The zmq-address-pub configuration variable contains the address used by the instance for sending messages, e.g. tcp://*:1234. The zmq-address-sub variable contains a comma-separated list of addresses to listen on, e.g. tcp://localhost:1234, tcp://192.168.1.1:2345.

6.3.6. Hooks writing tips

6.3.6.1. Reminder

You should never use the entity.foo = 42 notation to update an entity. It will not do what you expect (updating the database). Instead, use the cw_set() method or direct access to entity’s cw_edited attribute if you’re writing a hook for ‘before_add_entity’ or ‘before_update_entity’ event.

6.3.6.2. How to choose between a before and an after event ?

before_* hooks give you access to the old attribute (or relation) values. You can also intercept and update edited values in the case of entity modification before they reach the database.

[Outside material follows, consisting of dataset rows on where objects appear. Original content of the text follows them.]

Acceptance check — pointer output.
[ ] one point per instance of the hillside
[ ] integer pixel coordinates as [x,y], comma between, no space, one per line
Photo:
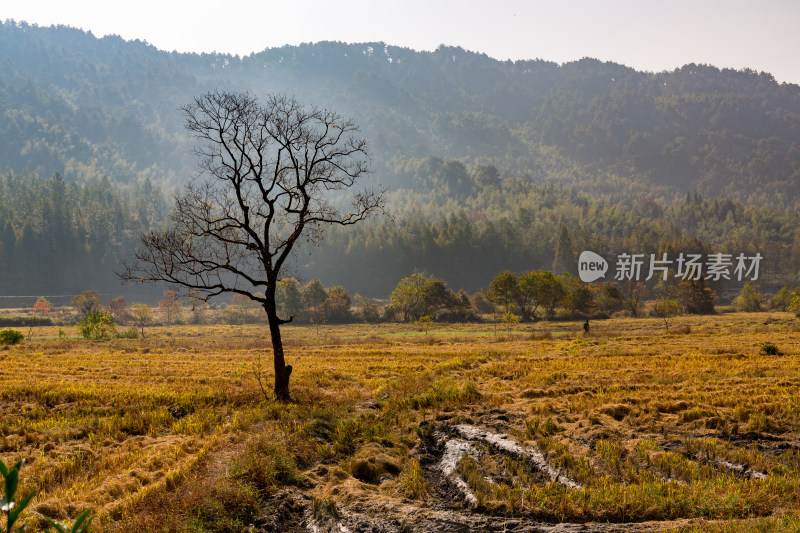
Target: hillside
[88,107]
[484,159]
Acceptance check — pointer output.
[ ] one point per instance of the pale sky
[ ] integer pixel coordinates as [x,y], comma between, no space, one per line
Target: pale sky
[643,34]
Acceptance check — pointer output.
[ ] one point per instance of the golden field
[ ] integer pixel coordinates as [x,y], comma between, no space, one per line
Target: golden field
[690,430]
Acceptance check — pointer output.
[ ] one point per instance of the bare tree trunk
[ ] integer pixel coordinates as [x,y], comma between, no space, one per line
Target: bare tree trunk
[282,371]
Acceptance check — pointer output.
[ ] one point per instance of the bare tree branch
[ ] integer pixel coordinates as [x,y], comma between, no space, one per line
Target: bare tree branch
[268,170]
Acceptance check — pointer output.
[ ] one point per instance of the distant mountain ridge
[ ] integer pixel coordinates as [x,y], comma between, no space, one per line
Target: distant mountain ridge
[86,107]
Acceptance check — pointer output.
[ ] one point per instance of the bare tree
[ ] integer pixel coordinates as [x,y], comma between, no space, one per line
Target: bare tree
[271,170]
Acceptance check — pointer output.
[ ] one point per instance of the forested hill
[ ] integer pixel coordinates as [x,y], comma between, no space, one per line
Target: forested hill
[86,108]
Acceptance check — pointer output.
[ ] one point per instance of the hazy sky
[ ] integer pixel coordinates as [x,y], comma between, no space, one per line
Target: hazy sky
[644,34]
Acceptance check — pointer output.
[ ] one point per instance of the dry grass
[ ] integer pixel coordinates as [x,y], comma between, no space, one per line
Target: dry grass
[171,430]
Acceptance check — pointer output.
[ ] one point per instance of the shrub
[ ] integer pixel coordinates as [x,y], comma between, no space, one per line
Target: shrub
[12,507]
[749,300]
[770,348]
[10,336]
[666,310]
[97,325]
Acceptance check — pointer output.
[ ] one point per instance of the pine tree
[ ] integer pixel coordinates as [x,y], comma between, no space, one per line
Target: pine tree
[564,260]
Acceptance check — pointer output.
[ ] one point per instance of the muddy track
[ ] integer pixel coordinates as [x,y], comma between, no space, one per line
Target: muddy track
[295,512]
[451,506]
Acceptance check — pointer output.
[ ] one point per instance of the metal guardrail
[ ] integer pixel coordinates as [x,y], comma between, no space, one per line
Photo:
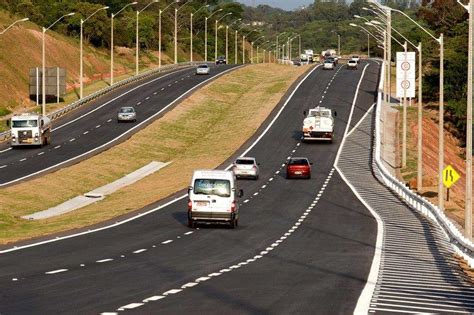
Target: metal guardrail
[61,112]
[461,244]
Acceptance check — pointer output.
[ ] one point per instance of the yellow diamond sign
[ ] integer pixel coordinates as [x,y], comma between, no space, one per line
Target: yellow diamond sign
[450,176]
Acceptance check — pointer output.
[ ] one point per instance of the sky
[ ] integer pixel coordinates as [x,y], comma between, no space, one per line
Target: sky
[283,4]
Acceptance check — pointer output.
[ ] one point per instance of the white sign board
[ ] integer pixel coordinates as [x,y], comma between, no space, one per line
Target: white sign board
[406,74]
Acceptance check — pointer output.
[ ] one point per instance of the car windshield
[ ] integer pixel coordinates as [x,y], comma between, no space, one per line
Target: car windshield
[217,187]
[298,162]
[24,123]
[127,110]
[244,162]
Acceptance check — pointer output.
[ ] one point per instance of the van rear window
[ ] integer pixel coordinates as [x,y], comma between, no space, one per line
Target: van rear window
[217,187]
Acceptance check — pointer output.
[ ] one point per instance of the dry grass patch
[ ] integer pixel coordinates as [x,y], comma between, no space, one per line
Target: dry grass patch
[202,132]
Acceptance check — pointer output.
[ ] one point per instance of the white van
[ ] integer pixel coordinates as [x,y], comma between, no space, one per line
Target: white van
[213,196]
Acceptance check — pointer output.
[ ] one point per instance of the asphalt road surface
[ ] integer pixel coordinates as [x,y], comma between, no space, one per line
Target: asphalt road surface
[94,127]
[302,246]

Else the question is: should I need to do things before or after the actual modification ? If the answer is “it doesn’t matter”, use an ‘after’ event.

6.3.6.3. Validation Errors

When a hook which is responsible to maintain the consistency of the data model detects an error, it must use a specific exception named ValidationError. Raising anything but a (subclass of) ValidationError is a programming error. Raising it entails aborting the current transaction.

This exception is used to convey enough information up to the user interface. Hence its constructor is different from the default Exception constructor. It accepts, positionally:

  • an entity eid (not the entity itself),

  • a dict whose keys represent attribute (or relation) names and values an end-user facing message (hence properly translated) relating the problem.

raise ValidationError(earth.eid, {'sea_level': self._cw._('too high'),
                                  'temperature': self._cw._('too hot')})

6.3.6.4. Checking for object created/deleted in the current transaction

In hooks, you can use the added_in_transaction() or deleted_in_transaction() of the session object to check if an eid has been created or deleted during the hook’s transaction.

This is useful to enable or disable some stuff if some entity is being added or deleted.

if self._cw.deleted_in_transaction(self.eidto):
   return

6.3.6.5. Peculiarities of inlined relations

Relations which are defined in the schema as inlined (see Relation type for details) are inserted in the database at the same time as entity attributes.

This may have some side effect, for instance when creating an entity and setting an inlined relation in the same rql query, then at before_add_relation time, the relation will already exist in the database (it is otherwise not the case).